Please visit barefooters.org and related websites and research this for
yourselves.  There are myriad benefits from going barefoot, very little
safety risk, and NO applicable health or safety laws, codes, or statutes
in any state regarding public places, food establishments, or driving.
All of these things are myths brought on by some unfounded social stigmas
developed over years of misinformation.  Someone choosing to not wear
shoes should receive the same treatment as anybody else walking into your
shows with a bright blue mowhak, nose piercings, or full hijab.  Would
you deny entrance to any such individuals on that basis?  I submit that
making a distinction about bare feet boils down to simple discrimination,
and any "safety" implications you might counteroffer are purely the
responsibility of the individual.  Your responsibility is to make sure the
building doesn't burn down, the show flows smoothly, parking is orderly,
etc -- nothing about bare feet would affect that in the slightest, or create
any sort of liability risk for yourselves.  As someone largely barefoot since
1980 or thereabouts in all seasons, please be assured that I can handle my
own situation and anyone else with similar preferences can as well.

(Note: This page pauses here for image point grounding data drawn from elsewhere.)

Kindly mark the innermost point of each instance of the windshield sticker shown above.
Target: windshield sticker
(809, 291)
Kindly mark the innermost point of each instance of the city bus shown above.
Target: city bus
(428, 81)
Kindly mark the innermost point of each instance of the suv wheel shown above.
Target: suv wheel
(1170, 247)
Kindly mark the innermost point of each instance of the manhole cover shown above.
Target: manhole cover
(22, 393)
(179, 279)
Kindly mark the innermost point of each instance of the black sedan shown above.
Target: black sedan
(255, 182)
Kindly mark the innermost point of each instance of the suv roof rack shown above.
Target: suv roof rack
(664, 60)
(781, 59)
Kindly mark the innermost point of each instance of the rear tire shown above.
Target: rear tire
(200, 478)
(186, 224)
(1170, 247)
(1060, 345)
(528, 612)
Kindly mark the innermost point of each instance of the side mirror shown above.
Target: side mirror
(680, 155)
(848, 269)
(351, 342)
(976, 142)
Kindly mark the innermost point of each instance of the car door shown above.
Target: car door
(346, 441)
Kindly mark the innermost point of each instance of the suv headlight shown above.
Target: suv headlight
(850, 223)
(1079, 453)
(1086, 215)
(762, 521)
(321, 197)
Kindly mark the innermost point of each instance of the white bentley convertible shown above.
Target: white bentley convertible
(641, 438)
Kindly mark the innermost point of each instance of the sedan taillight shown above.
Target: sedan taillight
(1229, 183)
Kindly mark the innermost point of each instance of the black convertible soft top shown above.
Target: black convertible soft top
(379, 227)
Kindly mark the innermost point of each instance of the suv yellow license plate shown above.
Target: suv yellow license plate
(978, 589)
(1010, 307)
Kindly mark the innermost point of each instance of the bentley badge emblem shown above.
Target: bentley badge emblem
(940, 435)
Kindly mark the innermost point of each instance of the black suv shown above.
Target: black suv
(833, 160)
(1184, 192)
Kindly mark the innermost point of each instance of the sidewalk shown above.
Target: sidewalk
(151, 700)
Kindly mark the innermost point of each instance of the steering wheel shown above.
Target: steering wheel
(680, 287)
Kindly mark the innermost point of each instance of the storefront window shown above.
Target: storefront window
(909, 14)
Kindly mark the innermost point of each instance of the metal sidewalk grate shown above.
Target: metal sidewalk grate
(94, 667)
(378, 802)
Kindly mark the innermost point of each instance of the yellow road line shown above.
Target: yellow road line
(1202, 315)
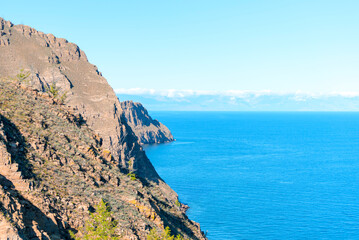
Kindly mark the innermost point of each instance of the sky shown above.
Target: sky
(279, 46)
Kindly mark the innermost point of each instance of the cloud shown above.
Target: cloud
(232, 94)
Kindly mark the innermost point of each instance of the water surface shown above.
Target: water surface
(264, 175)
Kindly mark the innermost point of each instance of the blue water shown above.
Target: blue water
(264, 175)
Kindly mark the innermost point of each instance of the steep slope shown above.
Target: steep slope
(54, 169)
(147, 130)
(52, 60)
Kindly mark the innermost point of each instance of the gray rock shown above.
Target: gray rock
(148, 130)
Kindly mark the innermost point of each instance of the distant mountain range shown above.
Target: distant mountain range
(189, 100)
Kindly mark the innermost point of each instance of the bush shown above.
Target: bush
(165, 235)
(100, 226)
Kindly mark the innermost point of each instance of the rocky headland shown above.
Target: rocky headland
(148, 130)
(65, 145)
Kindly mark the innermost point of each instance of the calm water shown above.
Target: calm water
(264, 175)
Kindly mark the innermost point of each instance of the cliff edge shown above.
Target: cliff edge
(58, 160)
(147, 130)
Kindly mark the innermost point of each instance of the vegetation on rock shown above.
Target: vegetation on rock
(164, 235)
(100, 226)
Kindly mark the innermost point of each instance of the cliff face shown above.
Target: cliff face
(54, 169)
(57, 161)
(147, 130)
(55, 60)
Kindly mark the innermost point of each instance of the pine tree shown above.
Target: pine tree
(101, 225)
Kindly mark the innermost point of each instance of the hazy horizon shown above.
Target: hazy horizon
(207, 46)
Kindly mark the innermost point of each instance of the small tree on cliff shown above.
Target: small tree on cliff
(100, 226)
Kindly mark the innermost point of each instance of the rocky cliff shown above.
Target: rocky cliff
(147, 130)
(58, 160)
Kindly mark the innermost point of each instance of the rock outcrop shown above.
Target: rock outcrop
(52, 60)
(54, 169)
(147, 130)
(58, 160)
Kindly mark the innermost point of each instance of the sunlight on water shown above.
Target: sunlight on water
(264, 175)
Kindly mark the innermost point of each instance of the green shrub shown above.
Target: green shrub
(22, 75)
(132, 176)
(55, 92)
(164, 235)
(100, 226)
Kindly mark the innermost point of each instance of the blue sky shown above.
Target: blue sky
(254, 45)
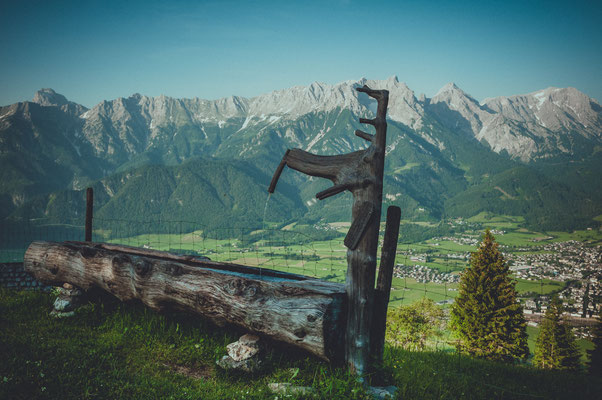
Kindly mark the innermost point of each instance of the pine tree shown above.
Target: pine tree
(556, 345)
(486, 316)
(595, 355)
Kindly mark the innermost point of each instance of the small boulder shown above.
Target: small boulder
(243, 355)
(382, 393)
(246, 347)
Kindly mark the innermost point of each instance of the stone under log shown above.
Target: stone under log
(305, 312)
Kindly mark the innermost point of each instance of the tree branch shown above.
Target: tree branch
(364, 135)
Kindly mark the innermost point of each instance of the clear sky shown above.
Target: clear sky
(96, 50)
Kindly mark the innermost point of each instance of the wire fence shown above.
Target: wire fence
(318, 253)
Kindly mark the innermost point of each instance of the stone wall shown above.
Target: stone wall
(12, 275)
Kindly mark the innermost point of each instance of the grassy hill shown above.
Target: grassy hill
(120, 351)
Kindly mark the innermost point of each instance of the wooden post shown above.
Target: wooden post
(383, 285)
(361, 173)
(89, 213)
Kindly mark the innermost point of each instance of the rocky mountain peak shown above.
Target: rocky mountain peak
(48, 97)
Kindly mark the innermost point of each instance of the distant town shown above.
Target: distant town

I have attended several of the Home Shows at the Shriners hall, and have
even contracted with at least one exhibitor who's usually there and asked
numerous good questions of others.  I enjoy them.  I learn things, and I
teach other people things.  I do not appreciate being harassed by uninformed
staff over irrelevancies, regardless of who they work for, about a simple
personal choice that has no bearing on the success of the show.  I appreciate
even less being rudely asked to *leave*, simply for raising the question,
as your representative "Jackie" did to me at the recent Wilmington event.
[I had already toured the floor so it wasn't an actual impediment to my
intentions at the time, but what if I had wanted to go back in to talk to
more vendors??  Not the kind of "professionalism" you want your staff
showing the general public, I'm sure.]

Also please remember that results of conversations like this can end up
in very public places on the internet, so consider the public-relations
angles of any decisions that come from this.  The home-improvement and
energy-efficiency industries have many progressive and forward-thinking
aspects that I personally enjoy keeping track of, and I believe it would be
to the *benefit* of ACS and the venues they work with to set their public
events forth as "barefoot-friendly" and thus present themselves as similarly
progressive and well-informed to discerning attendees, especially around
the relatively liberal Boston area.  Far better than to be viewed as an
organization that discriminates at all, regardless of location.

Thank you for your serious consideration.
They never responded at all, and as far as I know the idiotic policy is still in place.  I can only hope printing and deploying all those paper signs cost *someone* enough money and time that they maybe began to understand the point I was trying to make [and I really tried to nicely at first].  Since my message also went to their CEO, I could just imagine him scrambling all over the office and calling the hall owners saying "do NOT respond to this freakazoid" to make sure they presented a uniformly unwavering and impassive front and hoped the battle would simply end in their inboxes.  A complete cop-out on their part, to be sure, but to what end?  *Home* should be where people feel most free to go barefoot, and if the show wants to make its visitors feel comfortable they should extend that sort of welcoming environment to their show floor as well.  Again, it's a well-maintained facility even if it's a bit of a concrete barn -- *I* certainly couldn't detect any hazards around the place, and I'm sure they wouldn't be able to either.

So American Consumer Shows (Syosset, NY) gets F for community-mindedness, and I'm not sure whether their direct and downright rude infringement on the rights of Americans in every city they tour puts them on the "permanent avoid" list or the "needs more work" list.  If they run shows in your area, the question is well worth posing to them again so they see the same thing coming at them from all quarters.  Maybe they'll finally get an inkling.